China is emerging as the world’s most efficient CGT translational environment, enabled by a clear regulatory window and a large IIT (investigator-initiated trial) population. It is currently the only major market where IIT data can be directly used for registration review, potentially shortening the preclinical-to-approval cycle by 12–18 months.
Carroll Zhang, Managing Director of Cenova Capital, observed that CGT is extending from rare diseases and oncology into common diseases, underpinned by durable and well-defined therapeutic effects. With an expected 23% annual growth rate, the global CGT market is projected to exceed USD 100 billion by 2033. However, its diversity and novelty create a lack of established pathways, making translational failure a core risk. Holistic evaluation across non-clinical, clinical, CMC, regulatory, and commercialization dimensions is essential. Leveraging China’s IIT resources can optimize allocation and accelerate translation. Zhang predicts that with maturing regulation and capital support, China will shift from a “fast follower” to a frontier innovator over the next decade. “The golden era of China’s CGT is not in the past; it is happening now.”
Ting He, CEO of Imunopharm, highlighted next-generation CAR-T designs for solid tumors and a China-specific translational pathway linking molecular discovery, process development, and patient needs. He shared new results for GCC-targeted CAR-T in advanced colorectal cancer: the mid-to-high dose cohorts achieved a 50% ORR and overall survival exceeding 18 months, compared to roughly 6 months with guideline-based therapies. As he noted: “The countdown to a China solution for solid-tumor CAR-T has begun.”
The forum presented breakthroughs across the CGT spectrum—from genome writing in the laboratory to curative CAR-T therapies in the clinic, and onward to digital cells in computation—and clarified key directions for industry development across policy, capital, and manufacturing.
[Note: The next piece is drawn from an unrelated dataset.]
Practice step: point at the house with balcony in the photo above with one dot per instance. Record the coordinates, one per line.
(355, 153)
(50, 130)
China’s CGT field is transforming “original innovation” from a slogan into verifiable data, scalable processes, and predictable value.
As the host, the Shanghai Academy of Natural Sciences (SANS) is committed to supporting top scientists through new models and mechanisms to pursue frontier-shaping, pioneering, groundbreaking, and disruptive basic research. As SANS President Professor Bai Lu emphasized: “True first-in-class innovation requires new targets, new mechanisms, and new technologies—it is a leap from 0 to 1.”
Shanghai is emerging as a global pioneer of first-in-class breakthroughs—built on a cultural foundation that dares to go from 0 to 1.